From today’s San Francisco Business Times:
Everything must go? Transbay agency wonders if now’s the time to make final land sales
Blanca Torres, Reporter- San Francisco Business Times
July 31, 2014
The last two Transbay development parcels could be up for grabs sooner than expected — at a time when land prices in San Francisco are hitting record highs.
The Transbay Bay Joint Powers Authority planned to release the sites known as Parcel F and Block 4 via a request for proposals process in 2016 or later, but would entertain unsolicited bids from interested buyers or could move up the release of the RFP.
“If someone offered more than market value, we would consider it,” said Maria Ayerdi-Kaplan, executive director of the joint powers authority. “These are valuable pieces of property in any market, but especially now given their location and proximity to the transit station.”

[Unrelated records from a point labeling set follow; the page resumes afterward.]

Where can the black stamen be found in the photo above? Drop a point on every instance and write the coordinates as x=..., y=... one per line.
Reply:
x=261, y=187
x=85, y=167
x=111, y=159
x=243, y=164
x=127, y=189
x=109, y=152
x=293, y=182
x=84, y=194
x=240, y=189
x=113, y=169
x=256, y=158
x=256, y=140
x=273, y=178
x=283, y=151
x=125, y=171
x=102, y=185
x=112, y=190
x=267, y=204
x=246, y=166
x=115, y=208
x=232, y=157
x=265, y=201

The Transbay redevelopment area encompasses about 20 acres of land of which 12 are slated for private development and the other eight would be for a new regional Transit Center that is under construction and expected to open in 2017.
Check out our print and online package about the Transbay district tomorrow, with stories about developers, contractors and architects as well as a development pipeline and map.

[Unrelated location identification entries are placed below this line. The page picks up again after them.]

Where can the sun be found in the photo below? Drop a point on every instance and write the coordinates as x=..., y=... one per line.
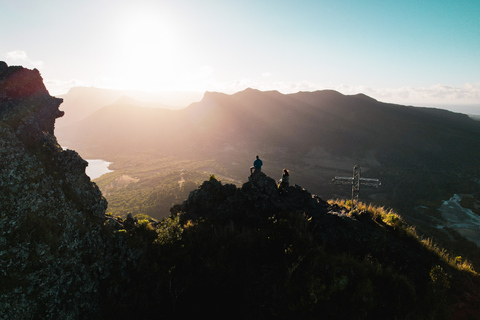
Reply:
x=148, y=55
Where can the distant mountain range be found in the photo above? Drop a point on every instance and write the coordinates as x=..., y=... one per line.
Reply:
x=417, y=152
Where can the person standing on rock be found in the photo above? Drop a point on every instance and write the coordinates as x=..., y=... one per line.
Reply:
x=284, y=182
x=257, y=165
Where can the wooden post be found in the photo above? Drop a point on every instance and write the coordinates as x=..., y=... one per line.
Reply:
x=355, y=182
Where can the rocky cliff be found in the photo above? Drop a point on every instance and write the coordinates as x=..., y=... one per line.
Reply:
x=255, y=252
x=50, y=211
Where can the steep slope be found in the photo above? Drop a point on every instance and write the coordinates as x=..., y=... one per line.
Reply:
x=317, y=135
x=259, y=252
x=50, y=211
x=252, y=252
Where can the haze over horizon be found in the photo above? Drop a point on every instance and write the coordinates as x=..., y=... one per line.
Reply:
x=424, y=54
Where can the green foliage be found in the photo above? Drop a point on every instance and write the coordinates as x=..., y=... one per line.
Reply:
x=146, y=184
x=276, y=268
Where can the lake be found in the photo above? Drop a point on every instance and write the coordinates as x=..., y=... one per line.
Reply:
x=97, y=168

Parcel F is a 32,700-square-foot site slated for up to 735,000 square feet of office and residential space in a tower up to 750 feet high. Block 4, a 43,000-square-foot site, could accommodate up to 590 units of housing.
Most of the private development sites have been picked up by developers such as the Salesforce Tower, a 1.4 million-square-foot office tower that is under construction. Boston Properties and Hines, developers of the Salesforce Tower, paid approximately $192 million or $4,000 per foot for a 50,000-square-foot parcel in a deal that closed in 2013.
Block 5, a 24,000-square-foot site, was just awarded to team led by Golub Real Estate and The John Buck Co. for $172.5 million or about $7,188 per square foot of land or $211 per buildable square foot. Block 5 is slated for a 675,000-square-foot office tower.
The competition for Block 5 was intense, drawing bids from four qualified development teams including Kilroy Realty Corp. and Boston Properties, one of the developers of the Salesforce Tower.
The winning team is based in Chicago and hasn’t built office in San Francisco before.
Development sites are in high demand these days as demand and rents for both housing and office space continue climbing, which has pushed up land values.
“If I were the JPA, I would take advantage of the current cycle to sell those parcels,” said Oz Erickson, head of the development firm the Emerald Fund. Real estate is cyclical, he said, and land values are the most volatile piece of the equation in development. “I would try to pick my cycle as best I could and maximize the value.”
One caveat with the two parcels is that they are not available for development until 2018. Construction crews are using Parcel F to house equipment for work on the transit center and Block 4 is the site of the temporary terminal.
The development market is hot right now, but it’s unclear how hot it will be in a few years and whether a developer would want to wait until 2018 to start construction on a new project that likely wouldn’t hit the market until 2020.
Right now, however, some developers are eager to grab a piece of San Francisco and willing to pay a premium as some industry experts said was the case with Block 5.
Numerous developers would be interested in the last two Transbay sites, Erickson said, and making a deal now would be the “right thing to do to protect the value of the assets.”
“Time is the enemy of all real estate deals,” Erickson said. “Now is a good time. You never can tell what’s going to happen. When the market is good, sell.”